There are straightforward emulation settings in which a trained emulator can be more accurate than a single forward run, even when both training and "single forward run" use the same accuracy settings.

Suppose you emulate a forward model y = F(x), by choosing a design X = {x1, ..., xN}, and making a training set T = {(x1, y1), ..., (xN, yN)}.

With T, you train an emulator G. You want to know how good y0hat = G(x0) is compared to y0 = F(x).

If there is a stochastic element to the forward model F, there will be noise in all of the y's, including in the training set, but also including y0! (Hopefully your noise has expectation 0.)

(This would be the case for a forward model that uses any kind of Monte Carlo under the hood.)

In this case, because the trained G(x0) is averaging over (say) all the nearby x's, you can see variance reduction in y0hat compared to y0. This, for example, would apply in a very direct way to G's that are kernel methods.

I have observed this in real emulation problems. If you're pushing for high accuracy, it's not even rare to see.

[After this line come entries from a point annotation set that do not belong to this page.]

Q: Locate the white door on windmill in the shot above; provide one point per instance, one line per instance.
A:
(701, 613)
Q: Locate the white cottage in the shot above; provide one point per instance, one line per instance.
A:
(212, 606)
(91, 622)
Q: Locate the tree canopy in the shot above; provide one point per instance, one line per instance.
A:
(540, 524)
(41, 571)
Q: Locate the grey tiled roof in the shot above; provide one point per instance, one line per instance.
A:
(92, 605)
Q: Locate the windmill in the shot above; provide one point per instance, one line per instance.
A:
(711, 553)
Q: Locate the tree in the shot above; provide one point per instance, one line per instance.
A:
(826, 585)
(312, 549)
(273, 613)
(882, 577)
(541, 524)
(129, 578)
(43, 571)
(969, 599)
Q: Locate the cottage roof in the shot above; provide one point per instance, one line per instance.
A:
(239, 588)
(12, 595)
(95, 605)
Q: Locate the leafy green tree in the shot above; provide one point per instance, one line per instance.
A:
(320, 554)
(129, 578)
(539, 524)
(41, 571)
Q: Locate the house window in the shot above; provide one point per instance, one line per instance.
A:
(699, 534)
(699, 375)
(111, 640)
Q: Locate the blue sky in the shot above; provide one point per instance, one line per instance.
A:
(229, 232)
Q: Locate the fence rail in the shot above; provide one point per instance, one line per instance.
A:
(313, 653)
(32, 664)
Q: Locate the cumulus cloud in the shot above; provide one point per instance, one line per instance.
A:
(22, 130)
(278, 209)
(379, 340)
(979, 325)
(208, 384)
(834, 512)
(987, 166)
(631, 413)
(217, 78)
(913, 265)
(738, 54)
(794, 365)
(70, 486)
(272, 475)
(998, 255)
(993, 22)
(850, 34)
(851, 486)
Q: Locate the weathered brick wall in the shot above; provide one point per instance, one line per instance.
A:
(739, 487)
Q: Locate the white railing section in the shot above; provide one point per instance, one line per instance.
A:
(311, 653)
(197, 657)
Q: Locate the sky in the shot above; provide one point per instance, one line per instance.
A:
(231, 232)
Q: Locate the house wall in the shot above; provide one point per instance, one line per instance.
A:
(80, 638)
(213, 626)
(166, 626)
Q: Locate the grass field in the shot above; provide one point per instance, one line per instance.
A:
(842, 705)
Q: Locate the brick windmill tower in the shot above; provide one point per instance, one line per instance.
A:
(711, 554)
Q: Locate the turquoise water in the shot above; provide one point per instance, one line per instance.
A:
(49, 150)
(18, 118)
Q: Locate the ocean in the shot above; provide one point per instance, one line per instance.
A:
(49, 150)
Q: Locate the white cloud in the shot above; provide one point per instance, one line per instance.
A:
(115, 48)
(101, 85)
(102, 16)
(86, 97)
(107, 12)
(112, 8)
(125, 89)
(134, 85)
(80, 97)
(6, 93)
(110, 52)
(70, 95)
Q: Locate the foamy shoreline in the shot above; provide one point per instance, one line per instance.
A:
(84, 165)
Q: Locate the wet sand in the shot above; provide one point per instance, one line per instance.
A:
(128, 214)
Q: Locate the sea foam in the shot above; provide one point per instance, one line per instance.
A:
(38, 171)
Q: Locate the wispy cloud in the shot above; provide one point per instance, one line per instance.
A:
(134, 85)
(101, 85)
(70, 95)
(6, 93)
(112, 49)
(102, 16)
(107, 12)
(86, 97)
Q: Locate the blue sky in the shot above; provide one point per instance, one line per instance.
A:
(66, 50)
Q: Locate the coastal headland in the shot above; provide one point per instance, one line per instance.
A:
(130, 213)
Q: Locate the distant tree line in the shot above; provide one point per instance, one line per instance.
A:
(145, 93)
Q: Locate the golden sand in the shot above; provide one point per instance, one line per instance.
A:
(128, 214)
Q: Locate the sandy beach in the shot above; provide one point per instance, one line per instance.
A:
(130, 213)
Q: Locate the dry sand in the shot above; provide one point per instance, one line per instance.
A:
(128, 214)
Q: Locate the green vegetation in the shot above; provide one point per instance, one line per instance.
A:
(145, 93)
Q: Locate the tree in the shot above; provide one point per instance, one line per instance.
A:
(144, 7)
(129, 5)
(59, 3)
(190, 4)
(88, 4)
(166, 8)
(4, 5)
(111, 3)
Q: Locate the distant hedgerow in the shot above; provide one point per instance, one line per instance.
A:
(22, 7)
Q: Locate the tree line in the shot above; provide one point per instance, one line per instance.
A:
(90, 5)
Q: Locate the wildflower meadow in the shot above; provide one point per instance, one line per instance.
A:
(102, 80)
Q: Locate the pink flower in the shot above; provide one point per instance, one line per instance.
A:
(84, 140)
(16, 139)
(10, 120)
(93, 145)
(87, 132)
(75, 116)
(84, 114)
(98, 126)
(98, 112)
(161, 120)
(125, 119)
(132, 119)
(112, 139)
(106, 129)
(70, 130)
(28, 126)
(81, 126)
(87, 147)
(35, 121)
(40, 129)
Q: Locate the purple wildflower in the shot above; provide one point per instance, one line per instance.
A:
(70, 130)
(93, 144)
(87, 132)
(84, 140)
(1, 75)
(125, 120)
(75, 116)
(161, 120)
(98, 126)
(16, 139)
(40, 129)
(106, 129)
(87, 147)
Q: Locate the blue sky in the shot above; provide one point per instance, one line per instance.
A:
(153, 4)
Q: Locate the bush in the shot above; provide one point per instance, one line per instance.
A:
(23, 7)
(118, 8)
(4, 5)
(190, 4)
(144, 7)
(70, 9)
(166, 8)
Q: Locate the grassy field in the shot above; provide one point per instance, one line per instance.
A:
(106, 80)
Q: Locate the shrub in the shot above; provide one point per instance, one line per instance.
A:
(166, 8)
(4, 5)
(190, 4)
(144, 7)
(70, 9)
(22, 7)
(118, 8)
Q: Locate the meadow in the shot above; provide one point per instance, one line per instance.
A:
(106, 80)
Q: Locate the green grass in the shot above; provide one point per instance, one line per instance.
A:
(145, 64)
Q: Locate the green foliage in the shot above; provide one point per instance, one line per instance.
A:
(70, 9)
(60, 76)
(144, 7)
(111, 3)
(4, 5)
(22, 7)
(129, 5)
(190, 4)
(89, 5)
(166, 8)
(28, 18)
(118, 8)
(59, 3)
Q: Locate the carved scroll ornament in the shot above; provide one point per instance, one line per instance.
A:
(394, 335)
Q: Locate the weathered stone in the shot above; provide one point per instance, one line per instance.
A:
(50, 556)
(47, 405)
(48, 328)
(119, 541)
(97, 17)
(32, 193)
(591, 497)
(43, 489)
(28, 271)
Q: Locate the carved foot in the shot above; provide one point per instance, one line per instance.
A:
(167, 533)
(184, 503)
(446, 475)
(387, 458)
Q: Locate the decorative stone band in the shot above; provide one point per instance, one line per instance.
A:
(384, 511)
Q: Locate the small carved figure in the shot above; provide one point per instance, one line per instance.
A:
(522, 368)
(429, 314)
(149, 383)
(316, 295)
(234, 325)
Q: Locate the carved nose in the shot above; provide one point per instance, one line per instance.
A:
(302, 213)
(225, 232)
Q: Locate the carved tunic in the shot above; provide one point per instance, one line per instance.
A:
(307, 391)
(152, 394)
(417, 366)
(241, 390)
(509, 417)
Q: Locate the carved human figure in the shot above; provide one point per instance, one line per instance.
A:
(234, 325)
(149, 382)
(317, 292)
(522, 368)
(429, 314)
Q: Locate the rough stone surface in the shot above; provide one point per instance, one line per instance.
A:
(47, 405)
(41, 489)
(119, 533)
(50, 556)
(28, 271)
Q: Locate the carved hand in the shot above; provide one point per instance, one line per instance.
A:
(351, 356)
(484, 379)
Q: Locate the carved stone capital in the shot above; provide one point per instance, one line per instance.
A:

More speculatively, one can imagine settings in which (deterministic) model error, when averaged out over nearby training samples in computing y0hat, can be smaller than the single-point model error affecting y0. (For example, there are some errors in a deterministic lookup table buried in the forward model, and averaging nearby runs of F causes the errors to decrease.)

I have seen this claim credibly made, but verifying it is hard -- the minute you find the model error that explains this[*], the model will be fixed and the problem will go away.

[*] E.g., with a plot of y0hat overlaid on y0, and the people who maintain the forward model say "do you have y0 and y0hat labeled correctly?"